So I dusted off the Pitiful and Laughable Intelligent Design Creationist Dissemblers links today and found a classic Luskinism in which Casey takes Nature to task for its brown-shirted propaganda campaign to defend evolution at all costs (scroll down to sidebar for link).
Excerpted from Luskin’s article:
In his acclaimed book Evolution: The History of an Idea, the respected historian of evolution Peter J. Bowler explains that the journal Nature was originally founded in the late nineteenth century by T. H. Huxley and others for the express purpose of promoting a “campaign” to support Darwinism:
By exploiting their position in this network, Huxley and his friends ensured that Darwinism had come to stay. (Ruse, 1979a). They controlled the scientific journals–the journal Nature was founded in part to promote the campaign–and manipulated academic appointments. Hull (1978) has stressed how important these rhetorical and political skills were in creating a scientific revolution. The Darwinists adopted a flexible approach which deflected opposition, minimized infighting among themselves, and made it easy for others to join their campaign. Many, like Huxley himself, were not rigidly committed to the theory of natural selection; they were simply anxious to promote the case for evolution.

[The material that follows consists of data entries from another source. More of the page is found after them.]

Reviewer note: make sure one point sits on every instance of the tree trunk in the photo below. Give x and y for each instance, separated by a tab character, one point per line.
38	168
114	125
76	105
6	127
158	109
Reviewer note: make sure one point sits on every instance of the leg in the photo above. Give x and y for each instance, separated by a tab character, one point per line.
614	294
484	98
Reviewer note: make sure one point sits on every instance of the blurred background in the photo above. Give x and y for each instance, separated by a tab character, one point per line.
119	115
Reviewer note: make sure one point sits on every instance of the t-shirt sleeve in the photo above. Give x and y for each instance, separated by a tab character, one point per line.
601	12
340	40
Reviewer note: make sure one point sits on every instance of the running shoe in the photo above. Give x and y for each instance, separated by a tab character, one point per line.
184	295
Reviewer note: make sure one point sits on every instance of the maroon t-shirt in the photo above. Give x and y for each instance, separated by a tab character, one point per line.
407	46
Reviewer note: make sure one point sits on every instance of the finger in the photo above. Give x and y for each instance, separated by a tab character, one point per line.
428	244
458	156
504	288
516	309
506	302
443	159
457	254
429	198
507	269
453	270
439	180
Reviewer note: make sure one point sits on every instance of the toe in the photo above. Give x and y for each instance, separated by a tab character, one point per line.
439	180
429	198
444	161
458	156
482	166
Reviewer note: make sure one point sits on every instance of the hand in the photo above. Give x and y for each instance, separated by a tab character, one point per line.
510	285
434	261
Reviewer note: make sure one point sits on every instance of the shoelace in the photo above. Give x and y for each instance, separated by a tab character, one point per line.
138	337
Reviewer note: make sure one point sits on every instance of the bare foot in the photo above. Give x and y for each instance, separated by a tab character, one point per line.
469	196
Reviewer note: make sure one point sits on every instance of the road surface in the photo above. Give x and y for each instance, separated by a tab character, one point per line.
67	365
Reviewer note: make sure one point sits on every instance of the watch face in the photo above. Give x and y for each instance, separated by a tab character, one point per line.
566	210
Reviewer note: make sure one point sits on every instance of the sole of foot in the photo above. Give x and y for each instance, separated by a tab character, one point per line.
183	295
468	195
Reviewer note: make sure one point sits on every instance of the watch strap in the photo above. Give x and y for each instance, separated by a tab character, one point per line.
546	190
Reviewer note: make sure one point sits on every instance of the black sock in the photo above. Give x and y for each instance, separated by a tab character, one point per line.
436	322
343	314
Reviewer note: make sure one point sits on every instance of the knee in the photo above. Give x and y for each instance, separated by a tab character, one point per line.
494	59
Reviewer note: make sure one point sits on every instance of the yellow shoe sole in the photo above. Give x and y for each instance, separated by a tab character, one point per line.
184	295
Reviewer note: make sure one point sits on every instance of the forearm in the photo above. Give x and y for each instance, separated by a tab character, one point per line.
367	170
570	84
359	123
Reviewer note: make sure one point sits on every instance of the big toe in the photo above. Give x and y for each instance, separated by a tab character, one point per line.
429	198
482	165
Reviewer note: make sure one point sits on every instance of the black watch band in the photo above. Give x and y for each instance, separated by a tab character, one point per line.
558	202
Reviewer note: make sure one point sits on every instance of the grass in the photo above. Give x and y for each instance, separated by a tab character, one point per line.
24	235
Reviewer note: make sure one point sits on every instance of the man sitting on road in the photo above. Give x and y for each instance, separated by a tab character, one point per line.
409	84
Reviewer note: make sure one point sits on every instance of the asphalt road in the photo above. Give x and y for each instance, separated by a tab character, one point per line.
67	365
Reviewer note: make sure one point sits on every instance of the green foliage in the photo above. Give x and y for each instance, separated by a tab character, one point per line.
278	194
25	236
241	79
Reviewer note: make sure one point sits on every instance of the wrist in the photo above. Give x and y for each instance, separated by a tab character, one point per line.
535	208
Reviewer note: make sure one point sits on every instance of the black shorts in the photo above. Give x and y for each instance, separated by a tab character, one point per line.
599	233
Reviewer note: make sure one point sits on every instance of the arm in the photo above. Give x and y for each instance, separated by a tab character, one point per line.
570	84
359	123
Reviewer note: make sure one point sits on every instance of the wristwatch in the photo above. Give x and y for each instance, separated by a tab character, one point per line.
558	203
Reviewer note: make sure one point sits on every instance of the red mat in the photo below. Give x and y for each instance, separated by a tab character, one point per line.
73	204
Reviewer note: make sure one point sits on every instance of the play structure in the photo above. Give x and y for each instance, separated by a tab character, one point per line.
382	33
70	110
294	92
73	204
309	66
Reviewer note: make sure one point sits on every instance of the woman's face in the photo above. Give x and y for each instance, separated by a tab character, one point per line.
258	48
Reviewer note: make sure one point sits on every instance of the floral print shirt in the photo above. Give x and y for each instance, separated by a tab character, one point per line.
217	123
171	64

(Peter J. Bowler, Evolution: The History of an Idea, pg. 185 (University of California Press, 3rd ed., 2003).)
Nature has remained adept at using “rhetorical and political” tactics as part of a “campaign” to support Darwinism, and thus it comes as no surprise that the latest issue of Nature contains an editorial praising the National Academy of Science’s new version of Science, Evolution, and Creationism because it “summarize[s] the reasons why evolution is in effect as much a scientific fact as the existence of atoms or the orbiting of Earth round the Sun.” Such statements are saddening because they elevate evolution to the status of an unquestionable dogma and thus threaten the prestige of science as an objective voice in society.
and…
The title of Nature’s editorial is “Spread the word: Evolution is a scientific fact, and every organization whose research depends on it should explain why.” Again, we see politics at work: they think scientists should defend evolution because their “research depends on it.” It seems that what Bowler called Nature’s “rhetorical and political” defense of evolution has only increased–to the point of religion-like dogmatism–over the past century.
Along with the usual dissembling, Luskin employs his favored stylistic device: Dr. Evil style quotes, e.g. “rhetorical and political.”

Well, yes, I admit it is more than a little sophomoric for me – a wise old matriarch – to take pot shots at an ID’er’s quirks of writing (to my oh-so-commendable credit, I haven’t barraged him with foul language – yet), but artificial emphasis via quotation marks does not deflect from the foundations of Nature’s editorial: evolution is evidence-based.